Kriterium gewerbliche Einkünfte

Zwar knüpft sich die gesetzliche IHK-Mitgliedschaft an die Frage der gewerblichen Einkünfte: Strom erzeugen, einspeisen und verkaufen zählt dazu. Doch muss man nicht erst den gewerbesteuerlichen Freibetrag von 24.500 Euro Jahresgewinn überschreiten und damit tatsächlich Gewerbesteuer bezahlen, um der Pflichtmitgliedschaft zu unterliegen. Auch wer keine Gewerbesteuer zahlt, wird IHK-Mitglied.

Dass Betreiber von Photovoltaikanlagen davon oft erst spät erfahren, liegt an der Systematik der Erfassung.

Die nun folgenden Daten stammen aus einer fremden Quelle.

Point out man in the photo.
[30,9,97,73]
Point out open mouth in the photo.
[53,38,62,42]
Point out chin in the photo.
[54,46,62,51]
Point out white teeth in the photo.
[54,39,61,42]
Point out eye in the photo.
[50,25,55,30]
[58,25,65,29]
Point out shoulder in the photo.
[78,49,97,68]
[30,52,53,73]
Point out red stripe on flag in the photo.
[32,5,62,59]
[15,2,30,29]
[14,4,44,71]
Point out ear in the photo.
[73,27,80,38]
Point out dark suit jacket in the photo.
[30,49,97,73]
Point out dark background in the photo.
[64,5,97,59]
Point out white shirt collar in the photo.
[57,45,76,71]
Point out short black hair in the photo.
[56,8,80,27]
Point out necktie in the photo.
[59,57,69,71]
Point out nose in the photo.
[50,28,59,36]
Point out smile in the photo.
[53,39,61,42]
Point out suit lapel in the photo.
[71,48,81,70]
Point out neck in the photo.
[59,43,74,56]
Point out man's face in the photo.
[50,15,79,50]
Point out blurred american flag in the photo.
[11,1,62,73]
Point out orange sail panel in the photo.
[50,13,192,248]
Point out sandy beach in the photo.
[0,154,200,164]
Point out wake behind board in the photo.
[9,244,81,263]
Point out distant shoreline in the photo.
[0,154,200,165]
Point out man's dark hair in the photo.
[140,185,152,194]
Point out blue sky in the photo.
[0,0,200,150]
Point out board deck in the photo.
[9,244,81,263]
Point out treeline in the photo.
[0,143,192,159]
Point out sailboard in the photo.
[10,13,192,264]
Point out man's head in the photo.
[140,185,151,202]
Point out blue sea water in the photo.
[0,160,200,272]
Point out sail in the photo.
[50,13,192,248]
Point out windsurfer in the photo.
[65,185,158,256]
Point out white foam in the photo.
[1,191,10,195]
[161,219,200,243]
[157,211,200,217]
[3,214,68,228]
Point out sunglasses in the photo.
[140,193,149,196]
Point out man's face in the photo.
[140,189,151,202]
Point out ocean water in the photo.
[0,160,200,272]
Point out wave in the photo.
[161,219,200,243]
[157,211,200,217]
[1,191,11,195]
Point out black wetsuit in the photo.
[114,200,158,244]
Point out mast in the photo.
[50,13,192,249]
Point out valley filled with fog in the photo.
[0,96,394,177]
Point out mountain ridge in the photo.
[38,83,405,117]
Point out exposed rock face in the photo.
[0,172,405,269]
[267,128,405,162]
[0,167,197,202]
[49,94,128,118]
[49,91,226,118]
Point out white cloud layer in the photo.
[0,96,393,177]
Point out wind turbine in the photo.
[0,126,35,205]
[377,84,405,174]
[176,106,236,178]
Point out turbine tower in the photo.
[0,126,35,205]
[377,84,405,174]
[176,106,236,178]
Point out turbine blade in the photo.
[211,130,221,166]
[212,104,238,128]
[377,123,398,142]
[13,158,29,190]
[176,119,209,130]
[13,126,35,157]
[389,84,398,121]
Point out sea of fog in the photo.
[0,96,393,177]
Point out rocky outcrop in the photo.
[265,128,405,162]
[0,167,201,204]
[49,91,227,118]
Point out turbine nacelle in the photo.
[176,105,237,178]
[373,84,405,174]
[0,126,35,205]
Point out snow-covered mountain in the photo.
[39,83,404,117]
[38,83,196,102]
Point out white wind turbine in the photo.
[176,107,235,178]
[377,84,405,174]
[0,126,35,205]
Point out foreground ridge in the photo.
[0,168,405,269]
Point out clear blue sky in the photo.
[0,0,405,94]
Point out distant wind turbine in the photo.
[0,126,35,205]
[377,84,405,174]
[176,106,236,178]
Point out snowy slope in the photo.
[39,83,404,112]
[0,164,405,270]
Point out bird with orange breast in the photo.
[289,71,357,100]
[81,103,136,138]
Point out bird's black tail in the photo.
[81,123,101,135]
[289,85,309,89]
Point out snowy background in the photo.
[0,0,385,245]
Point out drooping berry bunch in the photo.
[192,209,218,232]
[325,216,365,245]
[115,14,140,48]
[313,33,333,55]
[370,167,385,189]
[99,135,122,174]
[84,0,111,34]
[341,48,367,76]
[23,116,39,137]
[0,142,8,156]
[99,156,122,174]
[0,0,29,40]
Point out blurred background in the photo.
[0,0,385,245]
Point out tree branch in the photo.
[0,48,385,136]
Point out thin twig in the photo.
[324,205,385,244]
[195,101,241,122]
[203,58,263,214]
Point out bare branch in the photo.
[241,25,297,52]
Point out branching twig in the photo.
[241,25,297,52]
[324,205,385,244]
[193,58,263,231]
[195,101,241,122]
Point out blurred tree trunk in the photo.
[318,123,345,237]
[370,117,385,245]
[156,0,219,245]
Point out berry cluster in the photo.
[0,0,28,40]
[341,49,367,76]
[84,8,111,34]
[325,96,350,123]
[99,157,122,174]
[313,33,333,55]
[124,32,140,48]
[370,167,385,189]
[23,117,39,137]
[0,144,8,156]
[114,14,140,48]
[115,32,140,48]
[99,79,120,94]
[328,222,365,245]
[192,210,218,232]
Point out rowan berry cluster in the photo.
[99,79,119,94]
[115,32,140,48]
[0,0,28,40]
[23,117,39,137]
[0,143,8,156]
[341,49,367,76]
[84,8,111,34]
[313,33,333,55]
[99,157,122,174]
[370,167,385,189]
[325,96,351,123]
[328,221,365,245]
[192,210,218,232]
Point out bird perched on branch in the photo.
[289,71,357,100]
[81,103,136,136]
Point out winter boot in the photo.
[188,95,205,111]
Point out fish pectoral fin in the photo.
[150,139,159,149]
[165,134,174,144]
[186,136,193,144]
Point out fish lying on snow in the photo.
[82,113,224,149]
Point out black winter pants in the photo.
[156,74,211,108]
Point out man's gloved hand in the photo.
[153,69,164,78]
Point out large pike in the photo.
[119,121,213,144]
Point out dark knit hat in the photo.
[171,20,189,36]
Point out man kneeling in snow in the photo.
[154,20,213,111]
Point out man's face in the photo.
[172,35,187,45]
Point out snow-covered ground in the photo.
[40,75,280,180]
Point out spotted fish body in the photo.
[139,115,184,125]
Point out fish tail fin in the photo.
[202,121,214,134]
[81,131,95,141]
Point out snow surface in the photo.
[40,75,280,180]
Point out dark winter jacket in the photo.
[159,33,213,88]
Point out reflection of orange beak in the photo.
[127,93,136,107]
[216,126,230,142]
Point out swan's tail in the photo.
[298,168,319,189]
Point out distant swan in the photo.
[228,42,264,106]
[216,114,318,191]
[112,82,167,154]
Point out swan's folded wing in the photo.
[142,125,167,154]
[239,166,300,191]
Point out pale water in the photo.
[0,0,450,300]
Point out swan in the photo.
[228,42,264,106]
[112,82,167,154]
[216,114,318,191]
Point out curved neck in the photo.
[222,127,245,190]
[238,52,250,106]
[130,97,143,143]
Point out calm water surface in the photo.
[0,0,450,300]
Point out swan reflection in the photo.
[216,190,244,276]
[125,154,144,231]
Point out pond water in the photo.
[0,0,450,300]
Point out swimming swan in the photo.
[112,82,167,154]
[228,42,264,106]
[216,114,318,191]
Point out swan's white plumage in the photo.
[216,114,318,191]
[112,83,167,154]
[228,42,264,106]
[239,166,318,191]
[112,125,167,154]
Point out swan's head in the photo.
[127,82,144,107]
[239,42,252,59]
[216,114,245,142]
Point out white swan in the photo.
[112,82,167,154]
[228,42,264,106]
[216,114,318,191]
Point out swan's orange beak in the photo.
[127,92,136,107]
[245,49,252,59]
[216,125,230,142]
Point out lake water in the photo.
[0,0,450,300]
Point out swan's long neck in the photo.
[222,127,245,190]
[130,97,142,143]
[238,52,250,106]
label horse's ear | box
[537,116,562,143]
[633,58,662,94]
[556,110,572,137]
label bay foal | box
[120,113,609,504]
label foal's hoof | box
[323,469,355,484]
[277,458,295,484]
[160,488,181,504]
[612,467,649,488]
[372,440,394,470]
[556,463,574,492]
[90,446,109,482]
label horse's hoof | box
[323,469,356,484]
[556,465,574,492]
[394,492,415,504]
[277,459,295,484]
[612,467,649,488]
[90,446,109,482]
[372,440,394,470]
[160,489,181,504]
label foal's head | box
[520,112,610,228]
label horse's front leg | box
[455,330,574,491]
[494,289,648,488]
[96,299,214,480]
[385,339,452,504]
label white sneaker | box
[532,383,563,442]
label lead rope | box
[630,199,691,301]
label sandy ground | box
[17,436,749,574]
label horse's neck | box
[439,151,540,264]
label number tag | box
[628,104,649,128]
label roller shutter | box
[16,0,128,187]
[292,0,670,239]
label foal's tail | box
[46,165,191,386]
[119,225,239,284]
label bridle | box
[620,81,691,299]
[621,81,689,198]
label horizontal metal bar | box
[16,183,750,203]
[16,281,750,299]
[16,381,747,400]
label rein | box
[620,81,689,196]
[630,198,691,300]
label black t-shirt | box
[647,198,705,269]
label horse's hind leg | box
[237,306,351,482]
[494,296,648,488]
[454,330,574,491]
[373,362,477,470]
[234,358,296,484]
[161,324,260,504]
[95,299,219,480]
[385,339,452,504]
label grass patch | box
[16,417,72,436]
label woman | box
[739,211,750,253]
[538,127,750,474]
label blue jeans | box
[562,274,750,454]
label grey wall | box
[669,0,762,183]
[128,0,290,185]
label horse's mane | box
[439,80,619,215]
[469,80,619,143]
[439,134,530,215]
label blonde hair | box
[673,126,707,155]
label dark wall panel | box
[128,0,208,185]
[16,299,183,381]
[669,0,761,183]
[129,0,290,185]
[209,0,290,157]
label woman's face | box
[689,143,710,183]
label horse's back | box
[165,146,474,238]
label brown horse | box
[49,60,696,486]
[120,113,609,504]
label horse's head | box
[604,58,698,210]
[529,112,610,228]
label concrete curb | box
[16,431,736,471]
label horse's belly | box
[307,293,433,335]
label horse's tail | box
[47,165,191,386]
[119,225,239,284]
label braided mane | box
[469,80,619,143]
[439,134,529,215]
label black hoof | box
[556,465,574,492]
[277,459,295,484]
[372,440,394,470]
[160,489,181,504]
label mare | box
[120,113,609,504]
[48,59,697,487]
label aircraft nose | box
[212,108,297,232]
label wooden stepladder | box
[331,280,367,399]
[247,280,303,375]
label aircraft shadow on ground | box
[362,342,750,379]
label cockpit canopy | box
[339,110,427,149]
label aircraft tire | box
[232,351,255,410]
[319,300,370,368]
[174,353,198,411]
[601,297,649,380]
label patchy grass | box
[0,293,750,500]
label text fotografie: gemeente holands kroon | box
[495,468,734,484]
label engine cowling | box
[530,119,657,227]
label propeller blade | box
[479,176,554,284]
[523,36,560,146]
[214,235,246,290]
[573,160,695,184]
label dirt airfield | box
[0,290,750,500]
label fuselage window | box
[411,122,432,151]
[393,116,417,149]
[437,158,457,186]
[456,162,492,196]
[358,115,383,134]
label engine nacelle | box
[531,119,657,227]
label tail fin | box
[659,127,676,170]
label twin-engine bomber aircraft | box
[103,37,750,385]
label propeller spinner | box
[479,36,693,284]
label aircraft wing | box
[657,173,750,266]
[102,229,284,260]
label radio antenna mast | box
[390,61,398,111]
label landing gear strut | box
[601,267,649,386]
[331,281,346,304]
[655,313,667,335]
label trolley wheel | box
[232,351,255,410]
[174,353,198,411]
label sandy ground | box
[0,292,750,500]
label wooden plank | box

Die IHK erfährt vom neuen Mitglied über zwei Wege: erstens durch eine Mitteilung des Ordnungsamtes, bei dem sich üblicherweise neue Gewerbetreibende anmelden, und zweitens durch das Finanzamt, sobald die erste Steuererklärung des Gewerbebetriebes abgearbeitet wurde. Da Betreiber in der Regel kein Gewerbe anmelden und das auch nicht müssen, dauert es nach der Inbetriebnahme ein bis zwei Jahre, bis die IHK vom Finanzamt die Mitteilung erhält. Axel Rickert, Leiter des Referats Kammerrecht beim Deutschen Industrie- und Handelskammertag (DIHK), bestätigt, dass die Betreiber ohne Gewerbeanmeldung bei den IHK zunächst nicht bekannt sind: „Der schnellste Weg der Meldung erfolgt von den Gewerbeämtern an die IHK. Die Meldungen der Finanzämter erfolgen später.“

Ein dicker Umschlag

So ging es auch Lutz Rathsach aus Mittelfranken: „Unsere Anlage ist im Dezember 2011 fertiggestellt worden und seit Januar 2012 in Betrieb. Nach zwei Jahren bekam ich zuerst eine Zeitschrift von der IHK. Vielleicht ist das Werbung, dachte ich. Also habe ich das Heft durchgeblättert und entsorgt. Danach kam ein dicker Umschlag mit dem Willkommensschreiben in der IHK Mittelfranken.“

Wie Rathsach wissen viele Betreiber damit nichts anzufangen und werfen die vermeintliche Werbung in den Papierkorb. Dass dieses Vorgehen in den meisten Fällen ohne negative Folgen bleibt, hängt mit den Beitragspflichten zusammen – konkret mit der Tatsache, dass die meisten Anlagenbetreiber keine Mitgliedsbeiträge zahlen müssen. Bis zu einem Jahresgewinn von 5.200 Euro sind nicht ins Handelsregister eingetragene natürliche Personen und Personengesellschaften als IHK-Mitglieder beitragsfrei. Einfache Betreiber oder als GbR von mehreren Personen betriebene Anlagen gehören dazu, anders als juristische Personen wie beispielsweise eine GmbH.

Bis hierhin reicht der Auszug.